Обман, стр. 34

– Один человек умер. И я…

– Ты во что-то вляпалась?

– Нет.

– Тогда что?

– Мам, я же пытаюсь объяснить. Ну как ты не понимаешь, я хочу просить тебя…

– О чем?

– О помощи. Мне нужен совет. Я хочу прояснить для себя один вопрос: если кому-то известно о смерти человека, должен ли он рассказывать об этом всю правду, какой бы она ни была? Если то, что он знает, никак не связано со смертью человека, может ли он не рассказывать того, что ему известно, когда его спросят об этом? Я уверена, что у нее нет необходимости самой рассказывать что-либо, если ее не спрашивают. Но в том случае, если ее спросят, надо ли ей рассказывать о чем-либо, не будучи даже уверенной в том, что этим она может помочь?

Конни окинула дочь таким взглядом, словно у нее за спиной выросли крылья.
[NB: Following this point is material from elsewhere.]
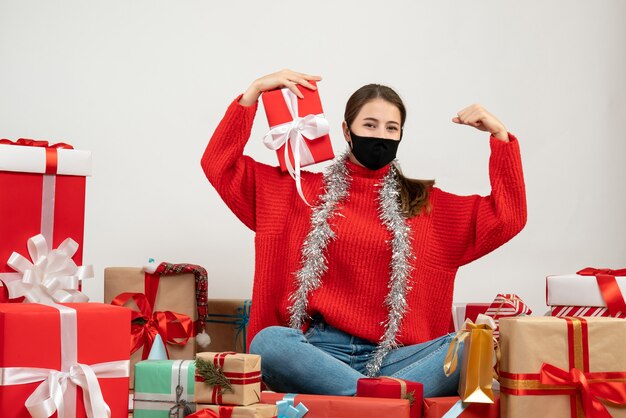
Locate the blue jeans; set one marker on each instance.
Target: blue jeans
(327, 361)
Затем прищурилась. Когда она заговорила, то стало ясно, что, переварив в голове сбивчивые объяснения дочери, она все-таки сумела сделать какие-то умозаключения.

– Рейчел, мы говорим о внезапной смерти? Неожиданно случившейся?

– В общем, да.

– Так она случилась неожиданно?

– Полагаю, что так.

– И это произошло недавно?

– Да.

– Здесь, у нас?

Рейчел утвердительно кивнула.

– Тогда это… – Конни, зажав сигарету между губами, принялась торопливо перебирать газеты, журналы, рекламные буклеты, лежавшие на столе под пластмассовой корзиной, в которую она обычно клала сигареты. Откинув с сторону одну, другую, затем третью газету, пробежала глазами по первой полосе «Тендринг Стандарт». – Это? – Она поднесла газету к лицу Рейчел – тот самый номер, с репортажем о трупе, найденном на Неце. – Так ты знаешь кое-что об этом, моя девочка?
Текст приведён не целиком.